So yesterday happened.
I'm not sure how much I have talked about my new condo on the blog, but since I have talked about little else "in the real world", I feel sure I have mentioned it. Anyway, I have been a Pinterest fool, thinking about paint colors and accent walls, floating shelves and area rugs. It has been a blast planning the decor. BFF's new condo was to be just across the neighborhood...things couldn't have gone better.
Yesterday, we got the news that there has been a bizarre snafu with the HOA and the lenders backed out. No one I have talked to have ever seen anything like it. I was devastated. Two days from closing. My mom flies in on Tuesday for a week. We were scheduled to move the following Friday. Plans were made, everything was set. Then *poof*.
I was numb most of the evening. I wanted to cry, yell, whatever. So many emotions!
I woke up this morning feeling sad and dejected. Then I realized that it was 9-11. That has a way of putting things into perspective. My life is one big gigantic blessing after another. BFF said that it took her until late this morning to realize what she felt was sadness. She said that she just doesn't feel that way often and it was hard to identify. I totally got what she was saying. I mean, doesn't that say something?

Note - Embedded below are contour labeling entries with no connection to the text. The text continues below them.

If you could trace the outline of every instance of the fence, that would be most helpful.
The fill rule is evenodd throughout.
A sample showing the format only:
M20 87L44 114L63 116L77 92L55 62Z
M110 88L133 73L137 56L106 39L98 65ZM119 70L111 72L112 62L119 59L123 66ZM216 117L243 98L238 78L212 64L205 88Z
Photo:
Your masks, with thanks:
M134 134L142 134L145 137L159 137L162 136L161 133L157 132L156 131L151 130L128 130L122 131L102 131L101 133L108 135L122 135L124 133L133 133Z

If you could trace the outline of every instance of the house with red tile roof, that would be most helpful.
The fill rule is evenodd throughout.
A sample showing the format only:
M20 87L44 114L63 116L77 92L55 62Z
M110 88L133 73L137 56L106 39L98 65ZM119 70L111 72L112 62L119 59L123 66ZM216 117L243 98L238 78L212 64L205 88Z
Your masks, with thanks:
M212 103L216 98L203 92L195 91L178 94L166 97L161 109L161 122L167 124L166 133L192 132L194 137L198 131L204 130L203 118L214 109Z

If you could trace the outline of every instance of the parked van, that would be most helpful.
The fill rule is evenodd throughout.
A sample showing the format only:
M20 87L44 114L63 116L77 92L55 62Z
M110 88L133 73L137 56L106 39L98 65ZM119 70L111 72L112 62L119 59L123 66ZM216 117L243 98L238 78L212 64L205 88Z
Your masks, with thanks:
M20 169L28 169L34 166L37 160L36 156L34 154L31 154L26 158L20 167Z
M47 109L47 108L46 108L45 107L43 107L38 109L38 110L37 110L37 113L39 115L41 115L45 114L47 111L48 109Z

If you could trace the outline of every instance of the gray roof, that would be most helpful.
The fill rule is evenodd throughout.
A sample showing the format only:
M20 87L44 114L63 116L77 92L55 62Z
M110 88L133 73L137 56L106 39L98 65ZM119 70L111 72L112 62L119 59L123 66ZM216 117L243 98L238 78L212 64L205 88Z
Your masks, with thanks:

We are so rarely sad that when it happens it takes us off guard. Wow. This is just a temporary blip. The sadness will fade and everything will be fine soon.
I have choices about how I react to something like this. Being negative only sucks life out of the world. I choose to feel that things happen for a reason and the right thing is going to come along soon. It is a bummer that there is money spent that can't be recouped, but perhaps more would have been lost had we not discovered the issue.

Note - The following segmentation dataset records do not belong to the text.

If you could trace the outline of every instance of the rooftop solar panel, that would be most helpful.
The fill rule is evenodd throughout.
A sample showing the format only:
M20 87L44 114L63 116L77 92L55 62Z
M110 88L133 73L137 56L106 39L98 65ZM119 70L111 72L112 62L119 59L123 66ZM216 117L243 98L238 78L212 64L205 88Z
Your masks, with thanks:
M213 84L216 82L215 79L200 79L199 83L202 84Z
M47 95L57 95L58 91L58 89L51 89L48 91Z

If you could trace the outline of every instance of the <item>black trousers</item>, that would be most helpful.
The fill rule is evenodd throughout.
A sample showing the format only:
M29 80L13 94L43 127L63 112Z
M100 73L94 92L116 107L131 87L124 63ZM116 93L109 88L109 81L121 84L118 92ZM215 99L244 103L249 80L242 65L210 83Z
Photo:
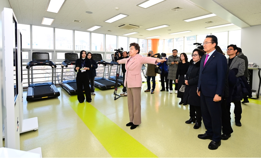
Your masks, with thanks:
M222 133L229 135L233 133L233 129L230 122L230 115L226 109L226 99L224 97L221 103L221 110L222 112Z
M123 73L123 75L122 75L122 77L123 77L123 89L122 89L122 92L127 92L127 88L124 86L124 81L125 81L125 74Z
M200 107L189 105L189 116L191 118L196 117L196 121L201 122L202 116Z
M235 114L235 121L240 121L241 120L241 114L242 114L242 107L241 106L241 101L239 101L234 102L235 104L235 109L234 109L234 113ZM226 109L229 115L231 114L230 112L231 105L227 105Z
M164 82L165 80L166 82L166 89L167 90L168 89L168 73L162 73L160 75L160 81L161 82L161 87L163 90L165 89L165 83Z
M213 141L218 142L221 139L222 101L214 101L213 97L205 96L202 92L200 92L201 113L203 122L207 130L206 133L212 136Z
M91 97L90 89L89 84L89 76L87 73L77 73L76 76L76 85L77 86L77 98L79 101L84 101L85 99L82 90L82 86L84 88L86 101L92 100Z
M91 92L94 92L94 79L95 77L90 78L90 81L91 83ZM85 90L85 89L84 88Z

Tomorrow is another day. Instead of closing on our first homes, BFF & I will have some drinks with lunch and toast that we have each other. Who know where this detour will take us?!
Hugs!
5 comments:
Oh Beth Ann, I am SO very sorry to hear this. It is ok for you to feel sad, I know something good will come along, but its ok to be mad and sad, and disappointed. I hope things get straightened out extremely quickly...hugs, friend.

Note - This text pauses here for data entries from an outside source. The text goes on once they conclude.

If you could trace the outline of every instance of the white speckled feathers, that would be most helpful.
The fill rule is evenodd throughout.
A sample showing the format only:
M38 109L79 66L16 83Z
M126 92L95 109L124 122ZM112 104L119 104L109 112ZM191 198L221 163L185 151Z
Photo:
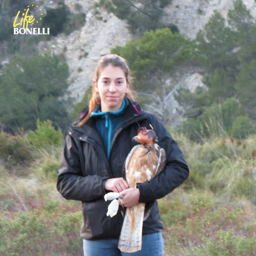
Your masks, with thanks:
M149 181L165 165L165 151L157 144L137 145L132 149L125 162L126 178L130 187ZM142 225L145 204L128 207L121 231L118 247L132 253L141 249Z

What a terrible disappointment for you. I'm so sorry! It's good to get some perspective on it, and I'm glad you were able to gain that so quickly, but it is still also a loss. I hope you and BFF find something even better for both of you.
ugh.. my heart sank when I read your post. an emotional roller coaster!.. but you certainl have pulled yourself up and re-focused. You are here, you are healthy, and as they say, when one door closes, another opens.
be well.
Oh noooo. That sucks, I'm so sorry! I tend to believe that things work out for a reason and you will find something even greater and more perfect. Please keep your head up. I love the perspective you have about 9/11, it will all be okay <3
Noooo! That is terrible. I am so sorry. Hopefully it is a blessing in the long run, but right now I'm sure it just stinks.